Warning: This article contains personal opinions.
A newsletter reader wrote to me a few days ago and asked some questions that I suspect other genealogists are wondering about. Here is an excerpt from her message:
“Every time I look at a genealogy website these days I see lists of events which are cancelled or postponed. Some societies have adjusted to this by offering webinars or remote sessions via Zoom. We are left wondering if we will ever meet in groups, or go to our local Family History Center again. Or is this the end of genealogy as we have known it?”
I wrote an answer to her but decided to also publish my answer in this newsletter in case others have similar questions:
—> Or is this the end of genealogy as we have known it?

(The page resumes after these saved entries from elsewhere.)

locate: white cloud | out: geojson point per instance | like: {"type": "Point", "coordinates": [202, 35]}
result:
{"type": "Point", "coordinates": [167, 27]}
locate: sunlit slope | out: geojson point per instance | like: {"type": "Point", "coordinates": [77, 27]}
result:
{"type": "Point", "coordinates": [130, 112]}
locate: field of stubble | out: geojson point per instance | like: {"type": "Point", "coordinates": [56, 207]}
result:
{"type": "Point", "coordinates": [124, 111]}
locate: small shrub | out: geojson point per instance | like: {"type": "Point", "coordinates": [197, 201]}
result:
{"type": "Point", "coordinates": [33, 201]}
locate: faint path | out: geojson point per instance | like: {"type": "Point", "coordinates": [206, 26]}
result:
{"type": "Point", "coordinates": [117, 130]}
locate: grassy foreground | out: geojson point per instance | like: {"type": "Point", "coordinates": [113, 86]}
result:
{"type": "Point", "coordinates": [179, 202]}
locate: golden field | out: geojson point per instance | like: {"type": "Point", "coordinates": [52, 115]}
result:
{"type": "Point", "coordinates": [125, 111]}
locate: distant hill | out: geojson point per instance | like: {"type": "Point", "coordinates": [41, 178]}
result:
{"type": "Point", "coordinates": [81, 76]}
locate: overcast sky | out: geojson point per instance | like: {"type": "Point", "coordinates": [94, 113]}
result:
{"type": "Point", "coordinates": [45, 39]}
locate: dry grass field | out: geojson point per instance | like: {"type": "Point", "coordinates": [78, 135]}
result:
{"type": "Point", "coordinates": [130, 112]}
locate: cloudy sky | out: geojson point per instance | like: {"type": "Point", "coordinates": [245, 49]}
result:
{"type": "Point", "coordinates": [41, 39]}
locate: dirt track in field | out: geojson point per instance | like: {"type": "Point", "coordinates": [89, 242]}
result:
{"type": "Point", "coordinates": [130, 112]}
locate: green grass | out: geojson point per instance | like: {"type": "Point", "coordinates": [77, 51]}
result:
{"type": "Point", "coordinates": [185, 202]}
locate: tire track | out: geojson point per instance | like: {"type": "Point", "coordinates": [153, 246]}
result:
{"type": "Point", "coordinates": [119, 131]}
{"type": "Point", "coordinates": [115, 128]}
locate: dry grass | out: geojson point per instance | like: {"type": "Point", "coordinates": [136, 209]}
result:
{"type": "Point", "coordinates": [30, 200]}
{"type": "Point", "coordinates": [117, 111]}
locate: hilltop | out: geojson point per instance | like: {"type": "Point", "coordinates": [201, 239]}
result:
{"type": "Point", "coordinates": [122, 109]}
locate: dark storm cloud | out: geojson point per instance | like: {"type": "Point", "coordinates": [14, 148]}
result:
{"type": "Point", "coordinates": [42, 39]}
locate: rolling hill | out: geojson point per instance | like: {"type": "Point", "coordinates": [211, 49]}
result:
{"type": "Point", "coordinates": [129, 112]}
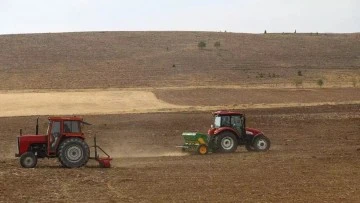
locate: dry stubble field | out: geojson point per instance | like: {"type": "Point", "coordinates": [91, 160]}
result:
{"type": "Point", "coordinates": [315, 149]}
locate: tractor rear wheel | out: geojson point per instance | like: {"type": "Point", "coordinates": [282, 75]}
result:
{"type": "Point", "coordinates": [249, 147]}
{"type": "Point", "coordinates": [28, 160]}
{"type": "Point", "coordinates": [203, 149]}
{"type": "Point", "coordinates": [226, 142]}
{"type": "Point", "coordinates": [261, 144]}
{"type": "Point", "coordinates": [73, 153]}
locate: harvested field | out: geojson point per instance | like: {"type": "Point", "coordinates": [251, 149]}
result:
{"type": "Point", "coordinates": [314, 158]}
{"type": "Point", "coordinates": [141, 90]}
{"type": "Point", "coordinates": [75, 102]}
{"type": "Point", "coordinates": [157, 59]}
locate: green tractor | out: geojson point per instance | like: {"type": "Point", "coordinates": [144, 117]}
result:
{"type": "Point", "coordinates": [225, 135]}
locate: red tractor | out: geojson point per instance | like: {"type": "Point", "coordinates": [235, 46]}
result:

I believe the opposite is true. I believe we are seeing the new opportunities being offered to many more genealogists, opportunities we never had before. Of course, these new opportunities require change, and some people are not comfortable with changes. They want everything to keep working exactly the same way as it has always worked before. However, anyone who can adjust to changes will benefit from many of the new methods.
In the past (up until about 3 months ago), attending conferences, presentations, workshops, and similar events usually meant you had to live within an area near the event or else you had to spend hundreds, perhaps thousands, of dollars to attend more distant events. (For instance, going to a 4-day national conference in a distant city may cost more than $1,000 US for airfare, hotels, restaurant meals, and admission to the event.) As a result, thousands of genealogists were unable to attend because of personal finance issues or simply because of the lack of time available.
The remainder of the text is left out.